The standard adult dose of OFIRMEV is: IV: 1000 mg every 6 hours or 650 mg every 4 hours; maximum single dose: 1000 mg; minimum dosing interval: 4 hours; maximum daily dose: 4000 mg.. The standard adult dose of ENTEREG is: Adults: 12 mg orally twice daily for up to 15 days, initiated within 30 minutes prior to surgery and continued postoperatively.. Dosing should always be individualized based on indication, renal and hepatic function, age, and other patient factors.

4. Can you take OFIRMEV and ENTEREG together?

No direct drug-drug interaction has been formally documented between OFIRMEV and ENTEREG in current clinical databases. However, individual patient risk factors including other medications, organ function, and comorbidities should always be evaluated by a qualified healthcare provider.

5. Are OFIRMEV and ENTEREG safe during pregnancy?

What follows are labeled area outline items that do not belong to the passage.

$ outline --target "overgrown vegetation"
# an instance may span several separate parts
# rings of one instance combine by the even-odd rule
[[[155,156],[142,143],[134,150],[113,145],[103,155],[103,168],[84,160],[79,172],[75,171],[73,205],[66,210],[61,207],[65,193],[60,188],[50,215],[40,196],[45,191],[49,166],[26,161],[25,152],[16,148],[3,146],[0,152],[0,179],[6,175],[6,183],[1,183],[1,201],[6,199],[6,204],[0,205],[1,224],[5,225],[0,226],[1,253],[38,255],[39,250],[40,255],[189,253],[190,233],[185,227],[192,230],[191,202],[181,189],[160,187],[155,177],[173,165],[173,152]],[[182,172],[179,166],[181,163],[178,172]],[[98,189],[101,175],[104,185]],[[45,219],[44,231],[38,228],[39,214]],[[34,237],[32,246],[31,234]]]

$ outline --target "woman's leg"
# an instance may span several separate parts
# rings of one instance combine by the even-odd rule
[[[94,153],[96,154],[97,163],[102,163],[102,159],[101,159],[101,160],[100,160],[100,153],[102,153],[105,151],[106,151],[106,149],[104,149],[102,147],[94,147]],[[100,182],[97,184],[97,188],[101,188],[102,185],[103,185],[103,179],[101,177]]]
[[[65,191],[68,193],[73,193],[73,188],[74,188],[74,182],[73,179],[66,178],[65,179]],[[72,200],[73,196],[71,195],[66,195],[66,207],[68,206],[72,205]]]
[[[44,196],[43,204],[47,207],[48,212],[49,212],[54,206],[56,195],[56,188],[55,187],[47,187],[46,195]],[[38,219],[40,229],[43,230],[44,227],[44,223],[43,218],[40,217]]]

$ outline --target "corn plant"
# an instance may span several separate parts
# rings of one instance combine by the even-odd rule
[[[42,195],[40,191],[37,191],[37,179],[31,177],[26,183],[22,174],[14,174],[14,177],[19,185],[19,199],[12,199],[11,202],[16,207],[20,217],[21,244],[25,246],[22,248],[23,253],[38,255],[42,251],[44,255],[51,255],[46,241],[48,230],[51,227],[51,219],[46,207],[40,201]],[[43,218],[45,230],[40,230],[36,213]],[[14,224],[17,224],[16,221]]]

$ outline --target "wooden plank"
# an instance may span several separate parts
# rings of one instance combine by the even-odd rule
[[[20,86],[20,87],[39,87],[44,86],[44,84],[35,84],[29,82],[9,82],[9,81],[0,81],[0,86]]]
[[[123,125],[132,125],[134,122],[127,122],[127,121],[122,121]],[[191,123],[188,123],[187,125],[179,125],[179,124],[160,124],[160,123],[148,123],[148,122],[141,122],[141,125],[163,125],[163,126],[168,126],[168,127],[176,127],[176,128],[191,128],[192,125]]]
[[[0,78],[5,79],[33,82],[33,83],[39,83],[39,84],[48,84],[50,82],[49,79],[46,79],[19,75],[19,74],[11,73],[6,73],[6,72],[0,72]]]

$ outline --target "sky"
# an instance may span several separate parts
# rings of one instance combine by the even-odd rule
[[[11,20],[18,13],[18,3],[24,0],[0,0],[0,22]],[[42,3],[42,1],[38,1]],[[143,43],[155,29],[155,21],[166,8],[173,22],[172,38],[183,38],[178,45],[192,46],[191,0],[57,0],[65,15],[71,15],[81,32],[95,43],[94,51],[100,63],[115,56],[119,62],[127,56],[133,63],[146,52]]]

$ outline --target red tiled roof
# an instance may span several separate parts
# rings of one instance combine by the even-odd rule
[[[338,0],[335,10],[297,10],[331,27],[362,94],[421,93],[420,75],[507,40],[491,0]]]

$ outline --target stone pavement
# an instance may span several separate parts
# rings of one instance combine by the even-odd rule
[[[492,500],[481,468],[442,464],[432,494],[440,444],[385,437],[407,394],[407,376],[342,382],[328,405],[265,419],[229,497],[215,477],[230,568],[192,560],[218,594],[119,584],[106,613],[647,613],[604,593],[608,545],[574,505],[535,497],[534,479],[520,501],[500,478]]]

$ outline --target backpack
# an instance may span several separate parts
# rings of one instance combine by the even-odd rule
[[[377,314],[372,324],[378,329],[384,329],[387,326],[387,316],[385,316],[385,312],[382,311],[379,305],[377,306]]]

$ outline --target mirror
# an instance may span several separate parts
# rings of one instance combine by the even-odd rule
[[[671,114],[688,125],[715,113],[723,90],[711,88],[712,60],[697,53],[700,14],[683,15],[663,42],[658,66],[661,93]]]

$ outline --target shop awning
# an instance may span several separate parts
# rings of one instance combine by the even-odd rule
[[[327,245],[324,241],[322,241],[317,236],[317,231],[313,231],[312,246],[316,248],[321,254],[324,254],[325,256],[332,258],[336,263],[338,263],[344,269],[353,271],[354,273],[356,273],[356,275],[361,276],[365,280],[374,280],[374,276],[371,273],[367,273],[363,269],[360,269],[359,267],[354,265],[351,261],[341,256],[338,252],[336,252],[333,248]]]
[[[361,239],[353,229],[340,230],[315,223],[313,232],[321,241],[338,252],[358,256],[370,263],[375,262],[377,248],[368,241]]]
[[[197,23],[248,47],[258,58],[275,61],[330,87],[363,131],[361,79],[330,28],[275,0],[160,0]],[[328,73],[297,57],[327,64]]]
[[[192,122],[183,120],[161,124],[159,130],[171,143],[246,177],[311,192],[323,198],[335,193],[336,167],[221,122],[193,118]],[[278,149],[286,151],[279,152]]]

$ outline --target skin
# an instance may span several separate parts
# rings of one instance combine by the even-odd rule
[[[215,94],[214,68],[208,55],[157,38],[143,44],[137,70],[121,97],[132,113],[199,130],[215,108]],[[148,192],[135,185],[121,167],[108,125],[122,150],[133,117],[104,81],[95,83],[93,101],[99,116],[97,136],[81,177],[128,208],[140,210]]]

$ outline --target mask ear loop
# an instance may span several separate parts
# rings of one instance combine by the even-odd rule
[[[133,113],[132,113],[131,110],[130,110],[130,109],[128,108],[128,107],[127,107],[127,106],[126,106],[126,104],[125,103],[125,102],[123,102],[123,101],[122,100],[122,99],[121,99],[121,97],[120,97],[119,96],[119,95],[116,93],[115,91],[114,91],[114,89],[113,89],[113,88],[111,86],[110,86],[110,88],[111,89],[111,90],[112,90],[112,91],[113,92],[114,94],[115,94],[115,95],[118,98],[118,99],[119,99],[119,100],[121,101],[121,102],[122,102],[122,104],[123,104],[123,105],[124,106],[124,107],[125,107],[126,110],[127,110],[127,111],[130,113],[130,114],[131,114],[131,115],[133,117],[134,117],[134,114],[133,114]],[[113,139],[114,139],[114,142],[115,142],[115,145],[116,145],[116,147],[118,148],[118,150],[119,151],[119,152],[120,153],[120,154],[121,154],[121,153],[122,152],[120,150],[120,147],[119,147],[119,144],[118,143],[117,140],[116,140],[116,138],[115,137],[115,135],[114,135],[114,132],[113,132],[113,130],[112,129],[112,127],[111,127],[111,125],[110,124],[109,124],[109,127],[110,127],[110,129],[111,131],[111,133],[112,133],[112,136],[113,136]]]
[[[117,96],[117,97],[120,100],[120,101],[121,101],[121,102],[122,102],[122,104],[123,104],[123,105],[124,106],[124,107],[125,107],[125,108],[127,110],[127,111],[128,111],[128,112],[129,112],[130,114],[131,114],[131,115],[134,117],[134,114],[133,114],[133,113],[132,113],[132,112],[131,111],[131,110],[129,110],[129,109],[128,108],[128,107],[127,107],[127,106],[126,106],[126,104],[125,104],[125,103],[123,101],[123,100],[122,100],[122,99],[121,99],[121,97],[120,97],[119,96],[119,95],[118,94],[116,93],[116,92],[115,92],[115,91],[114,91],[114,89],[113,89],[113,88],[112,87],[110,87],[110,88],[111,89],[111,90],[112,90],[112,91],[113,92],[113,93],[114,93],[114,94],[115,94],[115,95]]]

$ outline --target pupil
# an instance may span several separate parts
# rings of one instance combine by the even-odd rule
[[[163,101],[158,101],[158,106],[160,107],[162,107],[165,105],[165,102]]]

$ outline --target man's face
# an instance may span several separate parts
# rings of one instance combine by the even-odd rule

The maternal-fetal safety profiles differ. OFIRMEV is classified as Category C. Acetaminophen (OFIRMEV) is generally considered low risk across all trimesters. No increased risk of major congenital anomalies has been consistently demonstrated. Chronic high-dos. ENTEREG is classified as Category C. No human data; animal studies at doses up to 10 mg/kg/day in rats and rabbits showed no teratogenicity at exposures lower than human dose; risk cannot be excluded due to lack of ad. Always consult a maternal-fetal medicine specialist before taking either drug during pregnancy or lactation.